Avez-vous besoin de rencontrer de nouvelles personnes, de parler, de sortir, de vous promener pour trouver de l’inspiration pour vos livres ?
Il m’a dit qu’il ne reste pas tout le temps sur son ordinateur enfermé chez lui. Oui, parler, se promener, sortir, l’aident à trouver de l’inspiration pour ses livres.
Fais-tu des rencontres ou des meetup ?
« Non,je ne fais pas de rencontres ou meetup mis à part au collège ou lycée. Mais il y a des rencontres aux salons du livre. »
Aimerais-tu avoir des fans ?
« Non, je n’aimerais pas avoir des fans qui m’idolâtrent ou qui pleurent quand ils me voient, ça me mettrait même mal à l’aise et puis, si ce sont des jeunes je ne me sentirais pas très bien car ça fait un peu gourou d’une secte. »
- Où habitez-vous ?
Il m’a dit qu’il habitait en banlieue parisienne à Pantin dans le 93 .
- Combien de livres avez-vous écrits ?
Il a écrit 45 livres.
- Vous trouvez que l’IA est une menace pour les écrivains ?
Gaël Aymon trouve que l’IA nous rend bêtes et nous fait arrêter d’apprendre. Il m’a donné l’exemple de la natation : Un robot peut faire mes 6km hebdomadaires de natation à ma place mais dans ce cas est-ce que je fais du bien à mon corps ? C’est la même chose avec notre cerveau.
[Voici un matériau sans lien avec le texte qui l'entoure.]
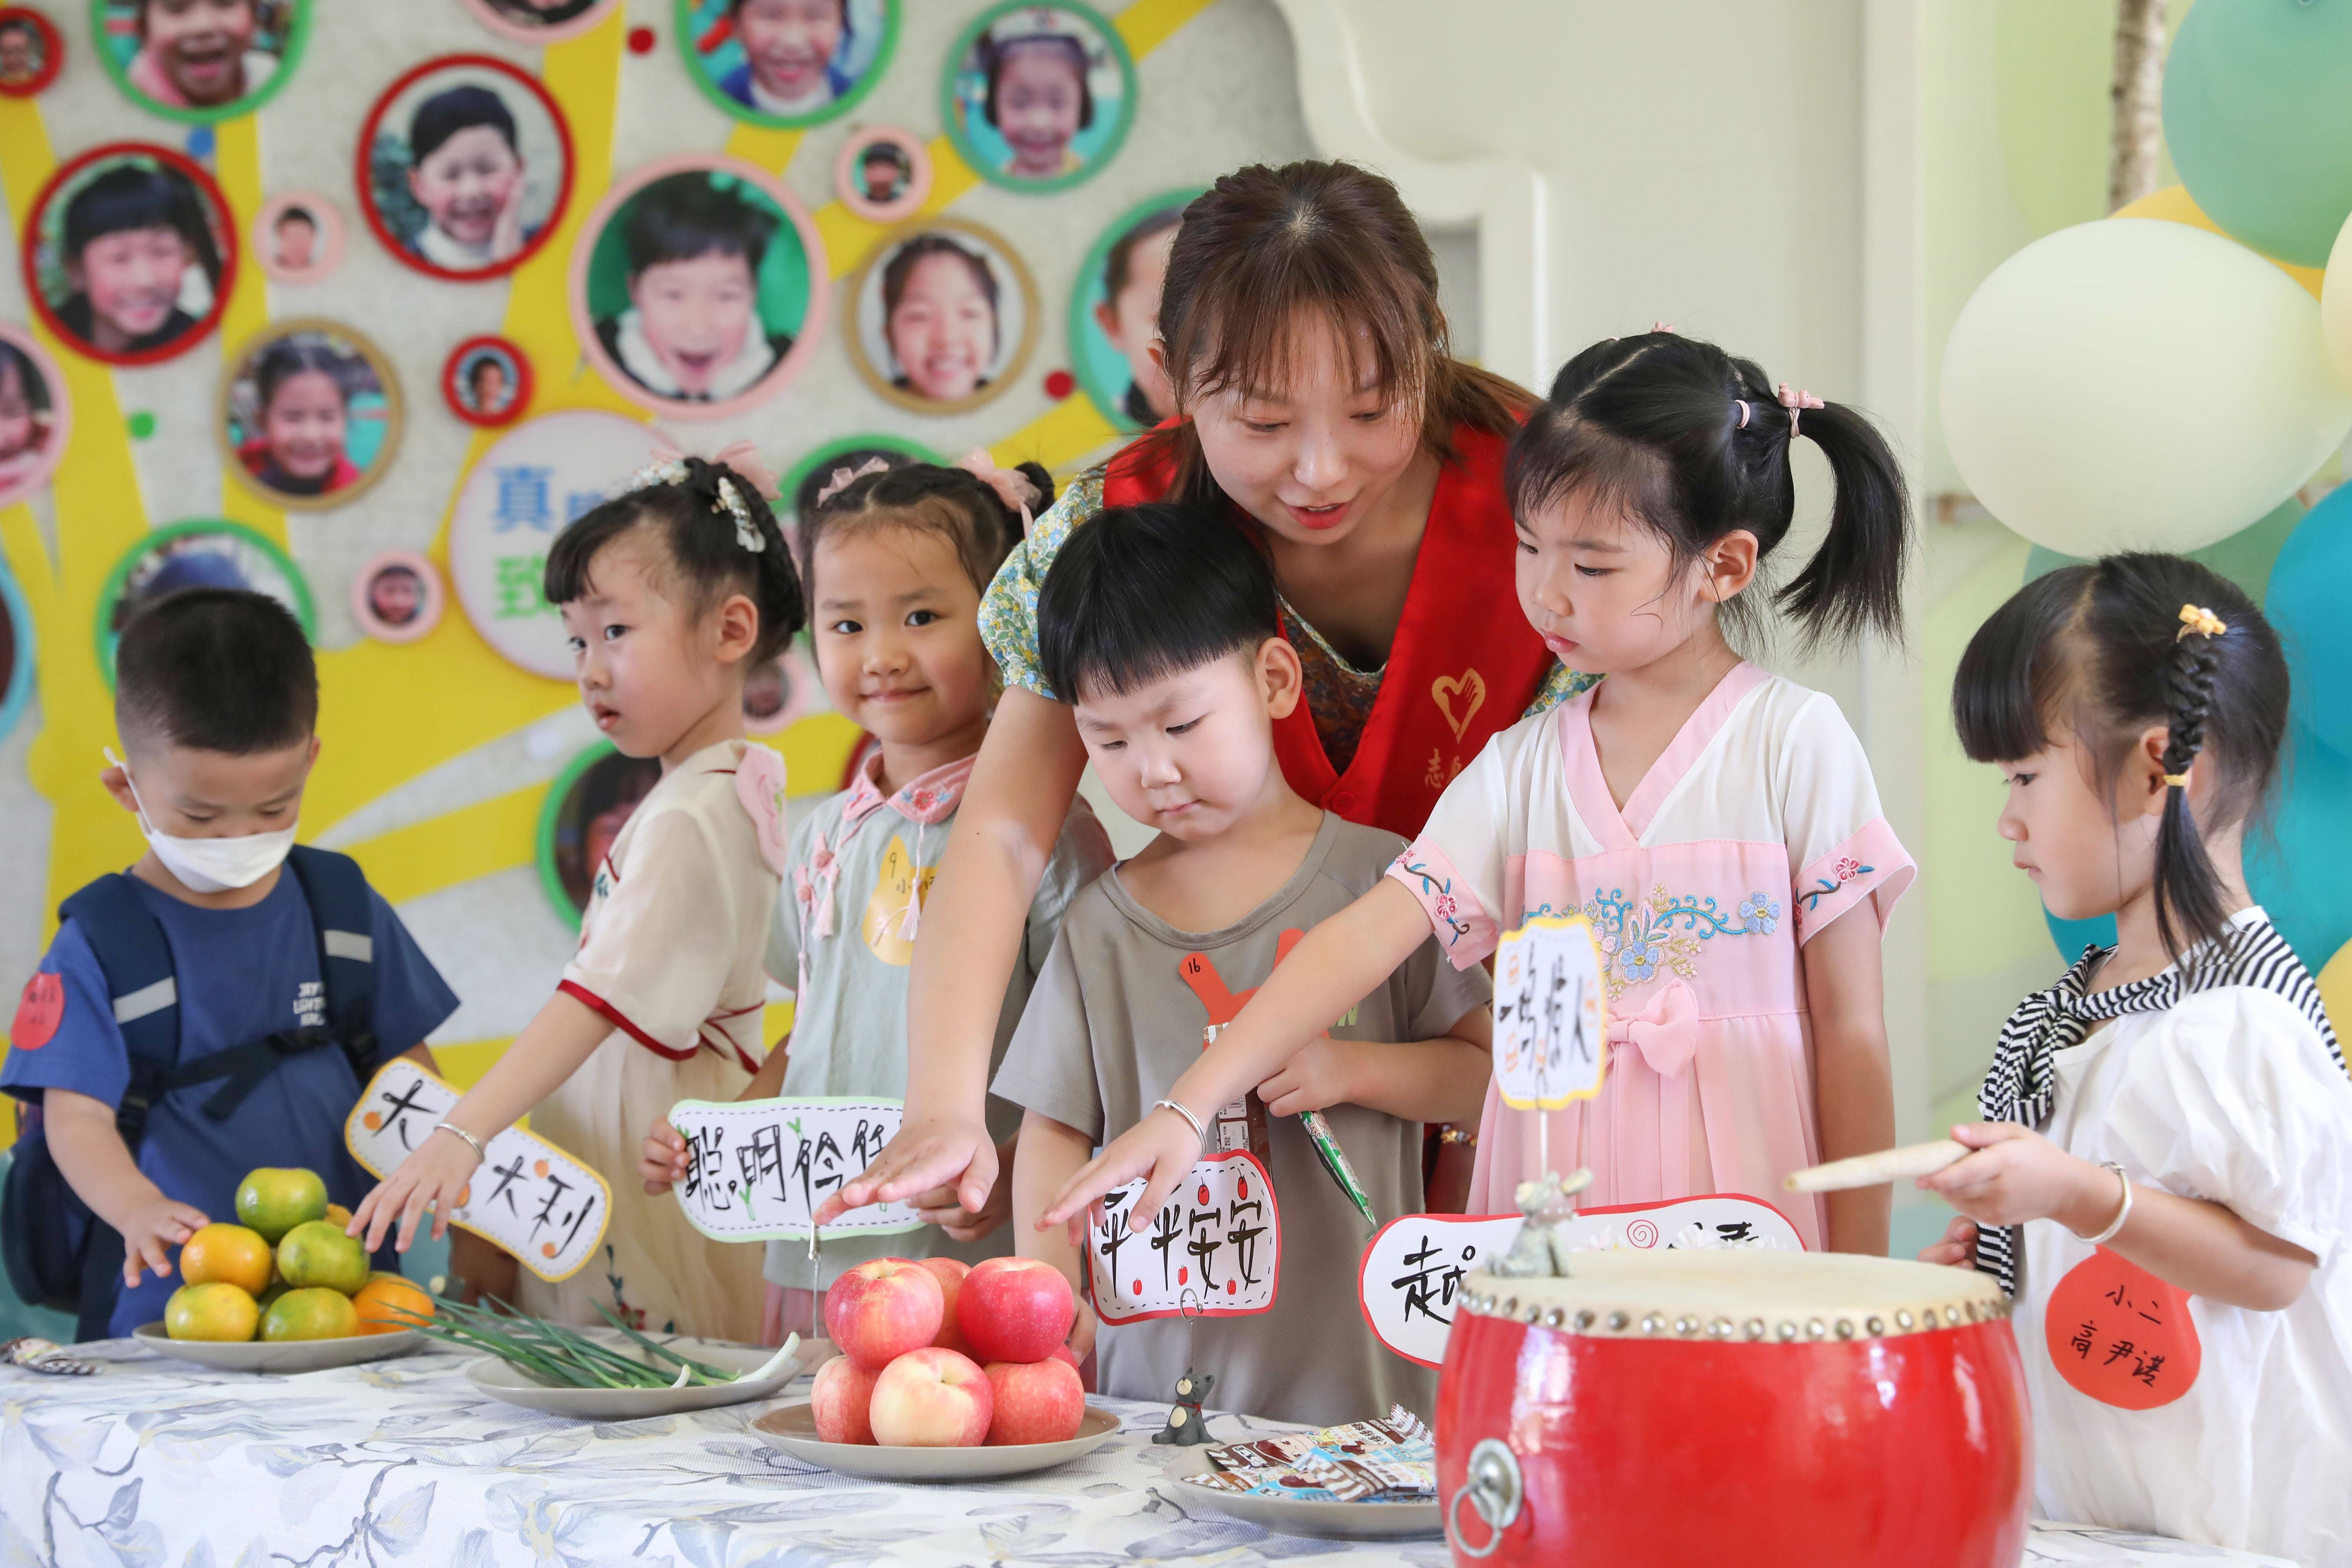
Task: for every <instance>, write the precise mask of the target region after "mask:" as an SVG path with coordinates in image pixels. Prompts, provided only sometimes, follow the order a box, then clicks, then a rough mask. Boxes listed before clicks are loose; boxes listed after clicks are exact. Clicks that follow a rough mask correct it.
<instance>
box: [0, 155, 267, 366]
mask: <svg viewBox="0 0 2352 1568" xmlns="http://www.w3.org/2000/svg"><path fill="white" fill-rule="evenodd" d="M19 249H21V254H24V292H26V296H28V299H31V301H33V310H38V313H40V322H42V327H47V329H49V331H52V334H56V336H59V339H64V341H66V343H68V346H71V348H73V350H75V353H80V355H85V357H89V360H99V362H103V364H158V362H162V360H172V357H179V355H183V353H188V350H191V348H195V346H198V343H202V341H205V336H207V334H209V331H212V329H214V327H219V322H221V313H223V310H226V308H228V294H230V289H233V287H235V282H238V226H235V219H230V214H228V197H223V195H221V188H219V186H216V183H212V176H209V174H205V169H200V167H198V165H195V162H191V160H186V158H181V155H179V153H174V150H172V148H160V146H155V143H148V141H108V143H106V146H99V148H89V150H87V153H82V155H80V158H75V160H73V162H68V165H64V167H61V169H59V172H56V174H52V176H49V183H47V186H42V188H40V195H35V197H33V209H31V214H28V216H26V223H24V244H21V247H19ZM174 268H176V270H174ZM174 277H176V284H174Z"/></svg>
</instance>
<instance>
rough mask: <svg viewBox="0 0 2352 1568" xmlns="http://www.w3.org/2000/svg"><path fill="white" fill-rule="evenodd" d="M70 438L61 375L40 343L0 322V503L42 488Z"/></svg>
mask: <svg viewBox="0 0 2352 1568" xmlns="http://www.w3.org/2000/svg"><path fill="white" fill-rule="evenodd" d="M71 437H73V395H71V393H68V390H66V374H64V371H61V369H59V367H56V360H52V357H49V350H47V348H42V346H40V339H35V336H33V334H31V331H26V329H24V327H16V324H14V322H0V505H14V503H19V501H24V498H26V496H31V494H33V491H38V489H40V487H42V484H47V482H49V475H54V473H56V465H59V461H64V456H66V442H68V440H71Z"/></svg>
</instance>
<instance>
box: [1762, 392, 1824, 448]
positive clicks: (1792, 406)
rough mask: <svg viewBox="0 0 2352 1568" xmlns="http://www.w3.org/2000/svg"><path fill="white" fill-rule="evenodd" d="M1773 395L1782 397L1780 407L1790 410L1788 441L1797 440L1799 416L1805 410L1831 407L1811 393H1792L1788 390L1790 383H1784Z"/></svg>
mask: <svg viewBox="0 0 2352 1568" xmlns="http://www.w3.org/2000/svg"><path fill="white" fill-rule="evenodd" d="M1773 393H1776V395H1778V397H1780V407H1783V409H1788V440H1797V416H1799V414H1802V411H1804V409H1828V407H1830V404H1825V402H1823V400H1820V397H1813V395H1811V393H1792V390H1790V388H1788V381H1783V383H1780V386H1776V388H1773Z"/></svg>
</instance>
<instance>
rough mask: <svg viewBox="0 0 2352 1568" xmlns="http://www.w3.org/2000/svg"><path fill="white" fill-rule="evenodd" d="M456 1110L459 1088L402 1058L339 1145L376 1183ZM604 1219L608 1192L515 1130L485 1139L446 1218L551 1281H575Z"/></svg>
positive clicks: (462, 1228)
mask: <svg viewBox="0 0 2352 1568" xmlns="http://www.w3.org/2000/svg"><path fill="white" fill-rule="evenodd" d="M456 1103H459V1088H456V1084H445V1081H442V1079H437V1077H433V1074H430V1072H426V1070H423V1067H419V1065H416V1063H412V1060H407V1058H405V1056H400V1058H393V1060H388V1063H386V1065H383V1070H381V1072H376V1077H374V1079H369V1084H367V1093H362V1095H360V1103H358V1105H353V1107H350V1117H348V1119H346V1121H343V1145H346V1147H348V1150H350V1157H353V1159H358V1161H360V1164H362V1166H365V1168H367V1173H369V1175H374V1178H379V1180H381V1178H386V1175H390V1173H393V1168H397V1166H400V1161H402V1159H407V1157H409V1152H412V1150H416V1147H419V1145H421V1143H423V1140H426V1138H433V1124H435V1121H440V1119H442V1117H447V1114H449V1110H452V1107H454V1105H456ZM442 1135H445V1138H447V1133H442ZM609 1218H612V1190H609V1187H604V1178H602V1175H597V1173H595V1171H593V1168H590V1166H583V1164H581V1161H579V1159H574V1157H569V1154H564V1152H562V1150H557V1147H555V1145H553V1143H548V1140H546V1138H541V1135H539V1133H527V1131H522V1128H520V1126H510V1128H506V1131H503V1133H499V1135H496V1138H492V1140H489V1157H487V1159H485V1161H482V1168H480V1171H475V1173H473V1180H470V1182H468V1185H466V1187H463V1190H461V1192H459V1194H456V1208H452V1211H449V1222H452V1225H456V1227H459V1229H470V1232H473V1234H477V1237H485V1239H489V1241H492V1244H496V1246H501V1248H506V1251H508V1253H513V1255H515V1258H520V1260H522V1267H527V1269H529V1272H532V1274H539V1276H541V1279H546V1281H548V1284H555V1281H560V1279H572V1276H574V1274H579V1272H581V1267H583V1265H586V1262H588V1260H590V1258H595V1251H597V1248H600V1246H604V1222H607V1220H609Z"/></svg>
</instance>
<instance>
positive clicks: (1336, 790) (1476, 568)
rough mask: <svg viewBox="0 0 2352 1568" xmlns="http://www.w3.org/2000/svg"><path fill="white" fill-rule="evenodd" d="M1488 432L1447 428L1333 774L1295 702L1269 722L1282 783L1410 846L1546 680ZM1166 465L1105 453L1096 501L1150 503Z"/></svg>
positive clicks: (1157, 460)
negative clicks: (1357, 702) (1366, 675)
mask: <svg viewBox="0 0 2352 1568" xmlns="http://www.w3.org/2000/svg"><path fill="white" fill-rule="evenodd" d="M1503 447H1505V440H1503V437H1501V435H1486V433H1484V430H1470V428H1456V430H1454V451H1456V454H1458V456H1456V461H1451V463H1446V465H1444V468H1442V470H1439V475H1437V498H1435V501H1432V503H1430V527H1428V531H1425V534H1423V536H1421V552H1418V555H1416V557H1414V583H1411V588H1406V592H1404V616H1402V618H1399V621H1397V639H1395V642H1392V644H1390V649H1388V670H1385V675H1383V677H1381V693H1378V698H1374V705H1371V715H1369V717H1367V719H1364V738H1362V741H1359V743H1357V748H1355V759H1352V762H1350V764H1348V771H1345V773H1341V771H1336V769H1334V766H1331V757H1329V755H1327V752H1324V745H1322V736H1317V733H1315V717H1312V715H1310V712H1308V705H1305V703H1298V705H1296V708H1291V712H1289V717H1287V719H1282V722H1279V724H1275V755H1277V757H1279V759H1282V776H1284V778H1287V780H1289V783H1291V788H1294V790H1298V795H1303V797H1305V799H1310V802H1315V804H1319V806H1327V809H1329V811H1336V813H1338V816H1343V818H1348V820H1350V823H1367V825H1371V827H1385V830H1388V832H1395V835H1397V837H1404V839H1411V837H1416V835H1418V832H1421V827H1423V823H1428V818H1430V809H1432V806H1435V804H1437V797H1439V795H1442V792H1444V788H1446V783H1451V778H1454V776H1456V773H1461V771H1463V766H1465V764H1468V762H1470V759H1472V757H1477V752H1479V748H1482V745H1486V738H1489V736H1494V733H1496V731H1498V729H1510V726H1512V724H1517V722H1519V715H1522V712H1526V705H1529V703H1534V701H1536V691H1541V689H1543V679H1545V677H1548V675H1550V672H1552V651H1550V649H1545V646H1543V639H1541V637H1536V630H1534V628H1531V625H1529V623H1526V616H1522V614H1519V595H1517V588H1515V583H1512V557H1515V552H1517V529H1515V527H1512V522H1510V505H1508V501H1505V498H1503ZM1171 480H1174V473H1171V465H1169V463H1167V461H1164V458H1157V461H1155V458H1152V454H1150V451H1148V449H1145V447H1143V444H1141V442H1138V444H1131V447H1127V449H1124V451H1120V454H1117V456H1115V458H1110V473H1105V475H1103V505H1138V503H1143V501H1160V498H1164V496H1167V489H1169V484H1171Z"/></svg>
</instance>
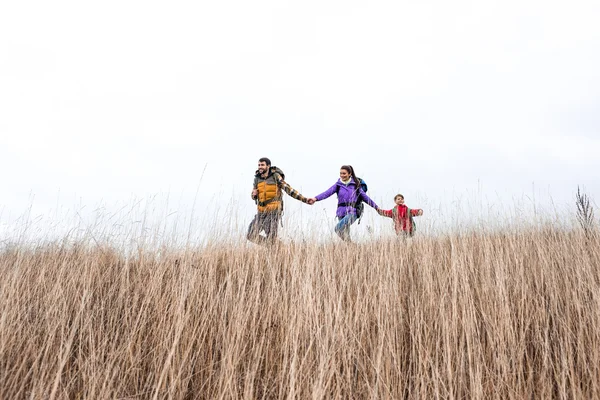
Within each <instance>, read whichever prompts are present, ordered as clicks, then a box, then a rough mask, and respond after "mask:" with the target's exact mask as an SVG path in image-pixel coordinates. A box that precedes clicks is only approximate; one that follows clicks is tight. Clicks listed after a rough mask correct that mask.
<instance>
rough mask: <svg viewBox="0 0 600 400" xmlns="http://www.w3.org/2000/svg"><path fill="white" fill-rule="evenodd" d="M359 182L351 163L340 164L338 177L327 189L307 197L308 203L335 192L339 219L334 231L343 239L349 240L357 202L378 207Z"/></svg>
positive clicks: (355, 214) (357, 214)
mask: <svg viewBox="0 0 600 400" xmlns="http://www.w3.org/2000/svg"><path fill="white" fill-rule="evenodd" d="M361 183H362V184H363V185H364V183H363V182H362V181H361V180H360V179H359V178H357V177H356V174H355V173H354V168H352V166H351V165H342V167H341V168H340V179H338V181H337V182H336V183H335V184H334V185H333V186H332V187H330V188H329V189H327V190H326V191H324V192H323V193H321V194H320V195H318V196H315V197H313V198H311V199H309V203H310V204H313V203H314V202H315V201H321V200H325V199H326V198H328V197H329V196H331V195H333V194H334V193H337V195H338V208H337V211H336V213H335V214H336V216H337V218H338V220H339V222H338V223H337V225H336V226H335V233H337V234H338V236H339V237H340V238H341V239H342V240H344V241H350V225H352V224H353V223H354V222H355V221H356V220H357V219H358V218H359V217H360V215H358V212H357V203H360V201H364V202H365V203H367V204H368V205H370V206H371V207H373V208H374V209H376V210H379V207H378V206H377V204H375V202H374V201H373V200H371V199H370V198H369V196H367V194H366V193H365V192H364V191H363V189H362V188H361Z"/></svg>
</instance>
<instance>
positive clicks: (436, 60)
mask: <svg viewBox="0 0 600 400" xmlns="http://www.w3.org/2000/svg"><path fill="white" fill-rule="evenodd" d="M598 21H600V2H598V1H583V0H575V1H569V2H566V1H563V2H557V1H555V2H552V1H550V2H549V1H534V0H519V1H512V0H509V1H463V0H459V1H453V2H442V1H418V2H415V1H410V2H408V1H371V2H365V1H302V2H287V1H281V0H279V1H254V2H249V1H189V2H156V1H123V0H120V1H102V2H85V1H63V0H58V1H52V2H47V1H19V2H17V1H13V2H3V3H2V4H1V5H0V135H1V147H0V168H1V170H2V185H1V186H0V193H1V195H0V225H2V226H3V227H4V228H5V229H8V230H10V229H13V228H14V223H15V218H17V217H18V216H20V215H23V214H24V213H26V212H27V210H31V215H33V217H35V218H38V219H44V220H45V221H46V222H47V223H50V224H52V221H54V220H55V219H59V220H60V219H61V218H64V215H65V213H69V212H70V213H73V212H76V213H79V214H83V213H84V212H83V211H82V210H84V209H85V210H95V209H97V208H98V207H101V208H102V209H103V210H106V212H107V213H109V214H110V213H113V214H114V213H117V212H120V211H118V210H122V209H123V207H132V206H133V205H134V204H138V203H137V202H138V200H140V199H141V201H142V202H143V204H144V205H142V206H140V207H153V208H154V209H159V211H157V213H158V215H159V216H158V217H157V218H158V219H160V218H161V216H164V215H173V214H175V215H177V218H183V219H185V218H190V219H193V216H191V212H192V211H191V210H192V208H193V209H194V210H195V211H194V212H195V213H196V216H198V214H202V215H204V216H205V217H206V218H208V220H215V219H216V220H217V221H218V220H219V218H223V215H225V214H227V213H228V210H230V209H234V214H235V218H236V221H237V222H236V224H237V225H239V226H237V225H236V227H235V228H234V229H233V230H234V231H235V232H237V233H239V232H242V231H243V230H244V229H245V225H247V223H249V220H250V218H251V217H252V214H253V212H254V207H255V206H254V203H253V202H252V201H251V200H250V199H249V197H248V192H249V190H250V188H251V182H252V175H253V171H254V170H255V166H256V161H257V159H258V158H259V157H262V156H267V157H270V158H271V160H272V161H273V163H274V165H277V166H280V167H281V168H283V169H284V171H285V172H286V175H287V180H288V181H289V183H290V184H291V185H292V186H293V187H295V188H297V189H299V190H301V191H302V192H303V194H305V195H307V196H314V195H316V194H318V193H320V192H322V191H324V190H325V189H326V188H328V187H329V186H330V185H331V184H333V183H334V181H335V180H336V179H337V175H338V171H339V166H340V165H342V164H352V165H353V166H354V167H355V169H356V170H357V173H358V174H359V175H361V176H362V177H363V178H364V179H365V180H366V181H367V182H368V183H369V194H370V195H372V197H373V198H374V199H375V200H376V201H377V202H378V203H379V204H380V205H381V206H383V207H385V208H391V206H392V199H391V197H393V195H394V194H395V193H396V192H402V193H404V194H405V195H406V198H407V203H408V204H409V206H412V207H414V208H417V207H422V208H425V209H426V215H425V216H424V217H423V221H425V222H426V224H429V225H436V224H438V223H439V221H440V220H441V219H442V218H447V217H448V213H451V212H452V207H453V206H452V204H454V202H456V201H459V202H460V201H463V200H465V199H466V200H465V201H466V202H467V203H468V206H469V204H475V203H477V204H479V205H480V206H482V207H483V208H485V207H488V208H489V207H501V208H502V207H504V208H502V209H503V210H508V209H511V207H513V206H515V207H518V204H520V201H521V200H520V199H524V198H525V199H535V200H531V201H532V202H544V201H545V202H546V203H548V204H550V203H553V204H554V206H555V207H558V208H560V209H561V210H567V212H568V210H569V208H572V205H573V199H574V192H575V191H576V189H577V186H578V185H581V186H583V187H585V190H586V192H587V193H588V194H589V195H590V196H591V197H592V198H593V199H594V200H596V201H600V180H599V179H598V172H597V171H598V170H599V169H600V157H598V154H599V153H600V24H599V23H598ZM203 170H204V175H203V176H202V178H201V175H202V171H203ZM196 192H198V194H197V196H196ZM152 199H154V200H152ZM157 199H159V200H157ZM167 202H168V204H167ZM472 202H474V203H472ZM286 206H287V207H288V210H289V213H291V215H296V214H298V213H300V214H302V221H307V220H311V221H313V222H314V221H317V224H324V225H328V224H329V225H332V224H333V220H332V219H331V218H330V219H328V220H325V219H324V217H321V215H322V214H326V215H328V217H332V216H333V213H334V209H335V200H333V199H330V200H328V201H327V202H326V203H319V204H318V205H317V206H315V207H312V208H309V207H308V206H301V205H300V204H299V203H297V202H295V201H293V200H291V199H290V200H288V201H287V203H286ZM323 208H325V213H323ZM443 209H444V210H445V211H444V212H445V213H446V214H445V215H442V212H441V211H442V210H443ZM86 212H88V211H86ZM90 212H91V211H90ZM143 212H144V213H146V214H147V213H148V211H147V208H144V211H143ZM372 214H373V213H372ZM115 215H116V214H115ZM118 215H119V216H121V214H118ZM377 218H378V217H377ZM20 221H21V220H20ZM57 223H58V222H57ZM205 223H206V222H205ZM302 224H304V222H302V223H301V224H300V225H302ZM204 227H205V226H204ZM330 228H331V227H330V226H327V228H326V229H329V230H330ZM179 229H181V228H179ZM199 229H200V228H199ZM296 229H299V230H300V231H301V230H302V227H300V228H298V227H297V226H291V225H290V226H286V231H287V233H286V234H287V235H288V236H292V237H293V233H292V231H294V230H296ZM390 230H391V228H390ZM40 232H41V233H43V229H42V230H41V231H40ZM0 239H1V238H0Z"/></svg>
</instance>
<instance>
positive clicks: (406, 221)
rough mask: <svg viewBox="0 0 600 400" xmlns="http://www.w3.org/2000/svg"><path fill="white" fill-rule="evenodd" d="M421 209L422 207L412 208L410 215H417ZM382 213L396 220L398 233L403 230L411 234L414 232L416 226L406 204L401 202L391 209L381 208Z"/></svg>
mask: <svg viewBox="0 0 600 400" xmlns="http://www.w3.org/2000/svg"><path fill="white" fill-rule="evenodd" d="M419 211H421V209H420V208H417V209H414V210H413V209H411V210H410V215H412V216H413V217H416V216H417V215H418V214H419ZM381 215H383V216H385V217H389V218H392V219H393V220H394V228H395V229H396V233H397V234H400V233H402V232H406V233H408V234H410V235H412V234H413V232H414V227H413V224H412V221H411V218H410V217H409V215H408V207H407V206H406V205H405V204H401V205H399V206H396V207H394V208H392V209H391V210H381Z"/></svg>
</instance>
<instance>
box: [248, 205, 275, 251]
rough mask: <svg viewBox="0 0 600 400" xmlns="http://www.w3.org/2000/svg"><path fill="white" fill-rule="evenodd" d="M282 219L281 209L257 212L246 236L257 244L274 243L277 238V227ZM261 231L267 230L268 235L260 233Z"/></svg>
mask: <svg viewBox="0 0 600 400" xmlns="http://www.w3.org/2000/svg"><path fill="white" fill-rule="evenodd" d="M280 219H281V212H280V211H271V212H264V213H260V212H259V213H257V214H256V215H255V216H254V219H253V220H252V222H251V223H250V226H249V227H248V235H247V236H246V238H247V239H248V240H249V241H251V242H254V243H256V244H269V243H274V242H275V240H276V239H277V228H278V226H279V220H280ZM261 231H265V235H266V237H264V236H261V235H260V232H261Z"/></svg>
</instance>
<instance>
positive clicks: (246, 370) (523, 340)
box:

Ce que nous avons pensé de la rencontre avec Gaël Aymon :
Ce moment était bien, on le comprenait bien et il était gentil. On a appris comment était fait un livre. L’auteur a pris le temps de répondre à nos questions, c’était un moment agréable.
La rencontre avec Gaël Aymon s’est très bien passé. Je l’ai trouvé très gentil et bienveillant. Il nous a parlé de son quotidien d’auteur avec ses nombreux voyages en train. Ça se voit qu’il a l’habitude de travailler et d’échanger avec les jeunes. Cette rencontre était vraiment géniale, tout comme son livre. Merci beaucoup à lui de nous avoir accordés de son temps.
Pour moi la rencontre s’est très bien passée. Je trouve que Gaël Aymon nous a bien expliqué comment ça se passe dans son travail et dans son quotidien d’écrivain. Et il a pris du temps pour répondre à nos questions.
J’ai bien aimé la rencontre avec Gaël Aymon, c’était très intéressant. On lui a posé beaucoup de questions au niveau de son travail et ce qu’il fait en dehors de son travail. On a parlé des livres qu’il a écrits, du temps nécessaire pour écrire des inspirations qu’il a eues… A la fin il nous a lut un petit extrait d’un de ses romans et il nous a signé la porte et dédicacés deux livres.
J’ai trouvé ça cool ! Il était très gentil. On a parlé de ses livres. C’était le premier écrivain que je rencontrais et j’ai beaucoup aimé cette rencontre.
C’était intéressant de rencontrer un auteur. J’ai bien aimé et il m’a donné envie de lire d’autres livres à lui comme Oublier Camille et Mon Âme frère .
Nous avons appris plein de choses : comment on publie un livre, comment on l’illustre. J’ai trouvé ça très bien.
Quand il parlait, j’avais l’impression qu’il nous racontait une histoire.